The medical record: a basic document for the medical staff

 

 

MsC. Maritza Alcaraz Agüero, 1 Al. Yaimí Nápoles Román, 2 Al. Isbel Chaveco Guerra, 2 Al. Máximo Martínez Rondón 2 y Al. Juan Mario Coello Agüero 3

 

1 Especialista de I Grado en Medicina Interna. Máster en Longevidad Satisfactoria. Profesora Auxiliar. Policlínico Docente "Armando García Aspurú", Santiago de Cuba, Cuba.
2 Alumnos de tercer año de Medicina. Proyecto Policlínico "Armando García Aspurú", Santiago de Cuba, Cuba.
3 Alumno de quinto año de Medicina. Facultad de Ciencias Médicas No.1, Universidad de Ciencias Médicas, Santiago de Cuba, Cuba.

 

 


RESUMEN

Se realizó una búsqueda bibliográfica sobre la historia clínica, justificada por el deterioro observado en la confección de muchos de estos expedientes, presumiblemente atribuible al desconocimiento de sus funciones, tipos, beneficios o perjuicios derivados de un contenido incompleto del documento, teniendo en cuenta que su adecuada elaboración permite al personal médico obtener los datos pertinentes sobre signos vitales, pruebas indicadas, esquemas terapéuticos, evolución u otras importantes informaciones sobre el estado de salud y la calidad de vida de los pacientes.

Palabras clave: historia clínica, anamnesis, relación médico/paciente


ABSTRACT

A literature search on the medical record was carried out , justified by the impairment observed in making many of these files, presumably attributable to the ignorance of their functions, types, benefits or damages derivative of an incomplete content of the document, keeping in mind that their appropriate elaboration allows the medical staff to obtain the pertinent data on vital signs, prescribed tests, therapeutic schemes, clinical course or other important informations on the health state and the life quality of the patients.

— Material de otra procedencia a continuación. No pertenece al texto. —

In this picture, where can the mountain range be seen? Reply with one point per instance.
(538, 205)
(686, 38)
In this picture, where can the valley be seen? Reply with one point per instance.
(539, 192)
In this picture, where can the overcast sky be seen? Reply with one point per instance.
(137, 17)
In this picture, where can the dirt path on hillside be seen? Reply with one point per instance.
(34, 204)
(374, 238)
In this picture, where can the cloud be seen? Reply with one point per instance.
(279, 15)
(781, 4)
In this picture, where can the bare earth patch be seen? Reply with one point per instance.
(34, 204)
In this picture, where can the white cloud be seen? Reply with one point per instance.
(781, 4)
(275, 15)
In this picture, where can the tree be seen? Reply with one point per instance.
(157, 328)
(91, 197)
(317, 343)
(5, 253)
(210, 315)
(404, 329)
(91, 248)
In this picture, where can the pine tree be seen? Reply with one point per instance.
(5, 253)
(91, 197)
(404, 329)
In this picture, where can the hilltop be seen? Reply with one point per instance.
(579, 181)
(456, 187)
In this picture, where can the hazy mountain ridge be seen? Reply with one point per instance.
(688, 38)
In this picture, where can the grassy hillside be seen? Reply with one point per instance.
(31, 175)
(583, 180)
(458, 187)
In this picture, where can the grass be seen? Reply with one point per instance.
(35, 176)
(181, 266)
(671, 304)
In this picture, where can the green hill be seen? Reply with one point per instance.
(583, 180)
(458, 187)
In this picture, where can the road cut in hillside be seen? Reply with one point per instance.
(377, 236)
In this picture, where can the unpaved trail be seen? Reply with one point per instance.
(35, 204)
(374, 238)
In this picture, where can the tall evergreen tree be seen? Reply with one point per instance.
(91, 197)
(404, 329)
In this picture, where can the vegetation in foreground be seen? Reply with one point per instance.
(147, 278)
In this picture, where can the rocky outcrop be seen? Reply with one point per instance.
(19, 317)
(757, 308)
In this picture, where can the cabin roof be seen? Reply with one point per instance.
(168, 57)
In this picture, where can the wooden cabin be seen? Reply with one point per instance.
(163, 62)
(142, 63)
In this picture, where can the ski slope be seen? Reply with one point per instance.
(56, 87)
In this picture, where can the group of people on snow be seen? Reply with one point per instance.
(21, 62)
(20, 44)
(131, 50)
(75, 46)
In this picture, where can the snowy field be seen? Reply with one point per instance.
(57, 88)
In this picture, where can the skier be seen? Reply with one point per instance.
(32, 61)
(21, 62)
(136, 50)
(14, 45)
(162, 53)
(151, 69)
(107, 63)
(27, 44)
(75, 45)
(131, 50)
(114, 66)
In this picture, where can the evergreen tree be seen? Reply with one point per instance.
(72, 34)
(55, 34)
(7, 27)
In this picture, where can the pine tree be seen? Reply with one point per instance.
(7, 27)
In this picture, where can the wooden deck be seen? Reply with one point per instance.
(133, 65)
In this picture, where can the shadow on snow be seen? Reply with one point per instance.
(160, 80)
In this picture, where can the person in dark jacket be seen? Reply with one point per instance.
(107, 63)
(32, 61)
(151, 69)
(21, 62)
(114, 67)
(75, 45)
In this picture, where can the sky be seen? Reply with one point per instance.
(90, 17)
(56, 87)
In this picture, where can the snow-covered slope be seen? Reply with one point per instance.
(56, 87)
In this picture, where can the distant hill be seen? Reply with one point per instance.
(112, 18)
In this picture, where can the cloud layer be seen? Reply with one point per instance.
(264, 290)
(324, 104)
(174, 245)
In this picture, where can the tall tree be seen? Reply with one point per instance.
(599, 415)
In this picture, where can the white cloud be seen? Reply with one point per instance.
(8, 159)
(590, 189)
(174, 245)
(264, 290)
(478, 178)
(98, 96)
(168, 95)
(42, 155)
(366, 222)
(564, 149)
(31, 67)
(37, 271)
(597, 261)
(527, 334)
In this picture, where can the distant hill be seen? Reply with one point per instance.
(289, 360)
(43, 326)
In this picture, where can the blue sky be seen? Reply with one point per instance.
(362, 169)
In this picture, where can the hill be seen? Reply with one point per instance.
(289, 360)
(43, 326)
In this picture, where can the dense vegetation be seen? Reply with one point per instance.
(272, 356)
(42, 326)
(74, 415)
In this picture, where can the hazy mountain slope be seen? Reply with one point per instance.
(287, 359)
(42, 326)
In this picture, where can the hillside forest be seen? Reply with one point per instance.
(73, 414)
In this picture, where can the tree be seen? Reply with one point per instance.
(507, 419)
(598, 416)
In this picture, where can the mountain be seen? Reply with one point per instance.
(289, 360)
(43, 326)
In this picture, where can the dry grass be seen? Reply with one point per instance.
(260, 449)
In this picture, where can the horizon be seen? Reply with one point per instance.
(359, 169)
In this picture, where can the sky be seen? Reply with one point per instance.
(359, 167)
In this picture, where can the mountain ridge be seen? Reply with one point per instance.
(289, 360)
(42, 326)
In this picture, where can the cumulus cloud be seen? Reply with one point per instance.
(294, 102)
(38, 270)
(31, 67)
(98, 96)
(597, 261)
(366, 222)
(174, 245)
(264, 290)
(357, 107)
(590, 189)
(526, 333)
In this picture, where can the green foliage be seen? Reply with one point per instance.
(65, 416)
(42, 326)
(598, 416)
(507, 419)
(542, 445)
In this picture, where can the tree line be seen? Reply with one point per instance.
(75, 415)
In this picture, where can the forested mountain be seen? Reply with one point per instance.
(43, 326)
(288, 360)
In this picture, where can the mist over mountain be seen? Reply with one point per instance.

Key words: medical record, anamnesis, doctor/pacient relationship


 

 

INTRODUCCIÓN

La historia clínica, definida como el conjunto de documentos derivados de la relación médico/ paciente, que a partir de la segunda mitad del siglo XX se convirtió en el vínculo directo entre los usuarios y el hospital, en la atención primaria se le denomina historia de salud.1 Además de los datos clínicos relacionados con la situación del paciente, su proceso evolutivo, tratamiento y recuperación, ese expediente no se limita a contener una simple narración o exposición de hechos, sino que incluye juicios, documentaciones, procedimientos, informaciones y consentimiento de la persona enferma, basados en el principio de autonomía, en su reconocimiento y aceptación del estado de salud o enfermedad que presenta y en su participación en las tomas de decisiones. 1, 2

Para que dicha relación médico/paciente sea plenamente exitosa, debe fundarse en un compromiso responsable, leal y auténtico, entre otros aspectos caracterizado por: profesionalidad, ayuda a pacientes y licitud, puesto que en la norma jurídica se establece que la historia clínica deviene un documento indispensable. 1 En algunos espacios se soporta en páginas escritas, vídeos, fotografías, exámenes radiográficos u otras modalidades; en las nuevas instituciones hospitalarias y centros de salud, en bases de datos informatizadas, que permiten acceder a su contenido con rapidez y certeza. 1

Entre las funciones de la historia clínica figuran: docencia e investigación, epidemiología, mejora continua de la calidad de vida, gestión y administración, así como elementos medicolegales, 2 de donde se infiere que existen diferentes modelos para ser llenados.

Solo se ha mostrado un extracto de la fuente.